La targette portail un moraillon orné d’une figurine de personnage ciselé en relief comme dans le beau modèle du XIVe siècle que nous reproduisons d’après Viollet-le-Duc. Une fois la targette poussée, la boucle ou auberon du moraillon se rabattait et pénétrait dans l’auberonnière. Celle-ci était pratiquée sur la face de la boîte ou palastre dans laquelle, au moyen d’une clef, jouait un pène qui traversait la boucle, immobilisant le verrou.

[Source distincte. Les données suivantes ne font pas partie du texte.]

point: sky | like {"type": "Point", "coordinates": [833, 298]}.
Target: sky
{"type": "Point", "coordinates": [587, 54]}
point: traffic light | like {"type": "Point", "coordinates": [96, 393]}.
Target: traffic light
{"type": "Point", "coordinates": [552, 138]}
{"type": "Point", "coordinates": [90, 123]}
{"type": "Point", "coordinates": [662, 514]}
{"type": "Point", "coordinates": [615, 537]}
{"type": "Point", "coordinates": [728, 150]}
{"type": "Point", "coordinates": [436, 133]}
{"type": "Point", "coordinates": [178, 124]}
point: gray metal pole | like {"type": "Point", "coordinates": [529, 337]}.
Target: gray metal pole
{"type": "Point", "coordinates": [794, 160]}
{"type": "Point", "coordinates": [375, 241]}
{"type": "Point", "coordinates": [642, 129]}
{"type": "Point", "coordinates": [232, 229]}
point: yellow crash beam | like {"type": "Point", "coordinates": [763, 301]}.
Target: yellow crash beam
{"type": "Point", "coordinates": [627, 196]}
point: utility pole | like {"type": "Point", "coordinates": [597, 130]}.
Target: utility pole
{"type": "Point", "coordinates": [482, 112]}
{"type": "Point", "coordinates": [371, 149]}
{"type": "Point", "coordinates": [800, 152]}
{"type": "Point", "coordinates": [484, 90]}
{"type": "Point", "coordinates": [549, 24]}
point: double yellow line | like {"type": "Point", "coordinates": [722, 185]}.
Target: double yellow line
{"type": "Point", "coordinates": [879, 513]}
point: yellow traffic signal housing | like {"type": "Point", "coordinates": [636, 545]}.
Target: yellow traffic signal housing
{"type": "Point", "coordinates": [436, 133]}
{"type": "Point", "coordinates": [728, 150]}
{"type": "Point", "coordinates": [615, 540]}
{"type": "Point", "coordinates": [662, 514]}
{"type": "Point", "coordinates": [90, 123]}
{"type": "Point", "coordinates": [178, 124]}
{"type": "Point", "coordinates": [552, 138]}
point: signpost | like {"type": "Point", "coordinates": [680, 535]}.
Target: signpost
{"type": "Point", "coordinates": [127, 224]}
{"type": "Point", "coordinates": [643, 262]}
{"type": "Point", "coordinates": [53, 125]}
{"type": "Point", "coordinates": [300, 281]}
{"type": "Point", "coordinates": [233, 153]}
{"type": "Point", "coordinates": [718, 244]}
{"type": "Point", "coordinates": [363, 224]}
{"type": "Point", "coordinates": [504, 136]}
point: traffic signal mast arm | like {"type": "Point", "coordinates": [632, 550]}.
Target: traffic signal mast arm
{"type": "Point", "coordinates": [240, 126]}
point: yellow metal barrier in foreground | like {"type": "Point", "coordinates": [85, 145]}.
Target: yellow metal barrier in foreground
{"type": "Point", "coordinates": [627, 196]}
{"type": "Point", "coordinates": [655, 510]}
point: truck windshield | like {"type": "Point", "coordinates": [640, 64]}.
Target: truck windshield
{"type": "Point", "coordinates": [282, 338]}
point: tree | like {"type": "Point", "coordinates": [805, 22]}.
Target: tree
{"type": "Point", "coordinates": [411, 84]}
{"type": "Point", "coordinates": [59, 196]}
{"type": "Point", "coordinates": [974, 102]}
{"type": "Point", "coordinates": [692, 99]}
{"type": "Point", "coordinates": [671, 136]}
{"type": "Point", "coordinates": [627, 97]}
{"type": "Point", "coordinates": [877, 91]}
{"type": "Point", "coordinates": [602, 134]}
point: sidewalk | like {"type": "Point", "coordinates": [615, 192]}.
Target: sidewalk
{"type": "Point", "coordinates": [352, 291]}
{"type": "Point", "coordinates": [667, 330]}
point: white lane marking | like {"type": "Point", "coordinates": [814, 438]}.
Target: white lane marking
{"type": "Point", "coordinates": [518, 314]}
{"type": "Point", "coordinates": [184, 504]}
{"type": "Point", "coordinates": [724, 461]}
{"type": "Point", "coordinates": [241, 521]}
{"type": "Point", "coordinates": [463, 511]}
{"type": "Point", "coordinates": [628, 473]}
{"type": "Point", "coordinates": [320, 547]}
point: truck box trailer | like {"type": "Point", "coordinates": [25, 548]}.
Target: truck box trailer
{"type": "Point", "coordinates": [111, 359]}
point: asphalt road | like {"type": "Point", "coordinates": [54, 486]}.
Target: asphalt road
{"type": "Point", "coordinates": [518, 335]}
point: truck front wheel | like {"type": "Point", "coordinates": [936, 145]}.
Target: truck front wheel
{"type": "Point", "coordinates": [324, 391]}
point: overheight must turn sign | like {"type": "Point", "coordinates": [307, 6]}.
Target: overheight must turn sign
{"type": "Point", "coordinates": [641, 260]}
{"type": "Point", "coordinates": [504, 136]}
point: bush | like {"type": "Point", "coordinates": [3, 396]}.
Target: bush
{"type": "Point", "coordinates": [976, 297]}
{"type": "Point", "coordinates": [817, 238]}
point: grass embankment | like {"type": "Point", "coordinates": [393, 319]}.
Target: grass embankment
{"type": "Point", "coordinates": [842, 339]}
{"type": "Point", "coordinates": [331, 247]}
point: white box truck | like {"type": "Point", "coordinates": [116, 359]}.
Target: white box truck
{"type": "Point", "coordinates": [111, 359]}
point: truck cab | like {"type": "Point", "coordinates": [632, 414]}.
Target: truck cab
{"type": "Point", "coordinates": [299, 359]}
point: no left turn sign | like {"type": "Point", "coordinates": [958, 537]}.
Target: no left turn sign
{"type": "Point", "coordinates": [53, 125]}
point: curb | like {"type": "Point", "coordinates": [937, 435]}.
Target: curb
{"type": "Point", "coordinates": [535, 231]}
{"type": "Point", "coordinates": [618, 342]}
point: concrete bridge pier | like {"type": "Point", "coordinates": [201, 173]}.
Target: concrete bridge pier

Ces lourds verrous, qui pesaient parfois 20 à 30 kilogrammes, ne se retrouvent plus, à partir du XVe siècle qu’aux portes de prison. Ceux des habitations privées deviennent plus légers, plus simples ; leurs platines sont petites, en forme de rectangle aux coins arrondis. Elles sont, suivant les variations des styles, ornées d’arabesques, d’armoiries, de chiffres et nos musées, notamment celui de Cluny, en possèdent de remarquables.

Aujourd’hui l’usage des verrous est des plus restreints.

Dans les prisons ils ont encore un emploi important et rappellent par leurs dimensions ceux du moyen âge.

A l’Exposition rétrospective de la Préfecture de police, dans le Pavillon de la Ville de Paris le public contemple toujours avec stupéfaction les lourdes portes provenant des anciennes prisons de Paris et leurs énormes verrous.

Le verrou se rencontre surtout, mais réduit à sa plus simple expression, dans les chambres d’hôtel et dans la chambre à coucher de quelques personnes craintives.

On utilise aussi beaucoup pour la fermeture des appartements à Paris, les verrous dits de sûreté fermant à la porte d’entrée une deuxième serrure posée par le locataire méfiant qui n’a qu’une confiance modérée dans la serrure à lui fournie par le propriétaire. La crainte du cambrioleur est le commencement de la sagesse.

L’Exposition de 1900 qui inaugura les musées rétrospectifs, si appréciées, renferme dans la section de serrurerie, d’intéressants spécimens des verrous de toutes les époques, dont quelques-uns fort curieux par leurs formes, leur ornementation ou leur mécanisme.